A Fiscal Capacity Index of 0.86 is a level on the higher side among regional cities, covering more than eight-tenths of expenditure with its own tax revenue. The location of a commuting zone to the city center can be read as having given a degree of thickness to the tax source. What is most readily overlooked in this town is the true identity of that speed — that the aging rate rose as much as two-tenths over twenty years.

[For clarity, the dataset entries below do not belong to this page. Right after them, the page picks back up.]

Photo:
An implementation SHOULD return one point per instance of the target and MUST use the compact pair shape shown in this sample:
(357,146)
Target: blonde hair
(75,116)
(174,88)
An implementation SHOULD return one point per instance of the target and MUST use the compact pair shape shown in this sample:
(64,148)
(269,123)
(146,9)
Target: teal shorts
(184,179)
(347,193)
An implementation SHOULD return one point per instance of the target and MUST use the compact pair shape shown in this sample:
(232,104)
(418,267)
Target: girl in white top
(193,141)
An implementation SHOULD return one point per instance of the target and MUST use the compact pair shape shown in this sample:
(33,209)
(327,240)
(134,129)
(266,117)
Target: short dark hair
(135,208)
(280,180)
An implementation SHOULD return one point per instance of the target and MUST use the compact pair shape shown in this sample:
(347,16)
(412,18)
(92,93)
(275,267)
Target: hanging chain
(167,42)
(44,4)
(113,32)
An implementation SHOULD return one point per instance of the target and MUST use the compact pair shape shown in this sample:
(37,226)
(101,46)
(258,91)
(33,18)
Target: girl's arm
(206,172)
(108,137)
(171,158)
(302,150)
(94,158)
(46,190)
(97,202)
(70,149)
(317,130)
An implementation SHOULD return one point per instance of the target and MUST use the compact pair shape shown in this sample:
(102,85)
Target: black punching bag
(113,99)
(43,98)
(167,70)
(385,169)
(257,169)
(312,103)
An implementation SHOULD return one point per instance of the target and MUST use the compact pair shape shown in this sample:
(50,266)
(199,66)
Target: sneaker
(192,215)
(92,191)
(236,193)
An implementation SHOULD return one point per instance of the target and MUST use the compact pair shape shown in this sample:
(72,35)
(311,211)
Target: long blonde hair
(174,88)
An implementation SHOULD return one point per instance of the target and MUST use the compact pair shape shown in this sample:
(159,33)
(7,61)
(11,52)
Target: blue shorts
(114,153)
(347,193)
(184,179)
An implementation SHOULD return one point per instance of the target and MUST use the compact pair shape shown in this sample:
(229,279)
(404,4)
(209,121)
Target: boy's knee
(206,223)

The town did not suddenly grow old. The mountain of a generation that moved in all at once slid over, exactly as it was, into the elderly layer — that alone advances quietly, hidden in the stability of the total population. This plateau, where Dutch learning took root in Doi Toshikatsu’s castle town and a museum stands on the castle site, is now keeping a different clock — the turnover of the resident generation. Where the hands of that clock next point is decided by the number of the generation now beginning to live in Sakura. What I (Atlas) can lay out reaches only to the fact that the hands are moving.
Source: Population Census (Statistics Bureau, MIC) / Sakura City / Sakura Juntendo (history; Doi Toshikatsu; Sakura Castle; Dutch learning; the National Museum of Japanese History — overview) / Sakura City, Chiba (the history of Sakura — Sakura Castle and the castle town)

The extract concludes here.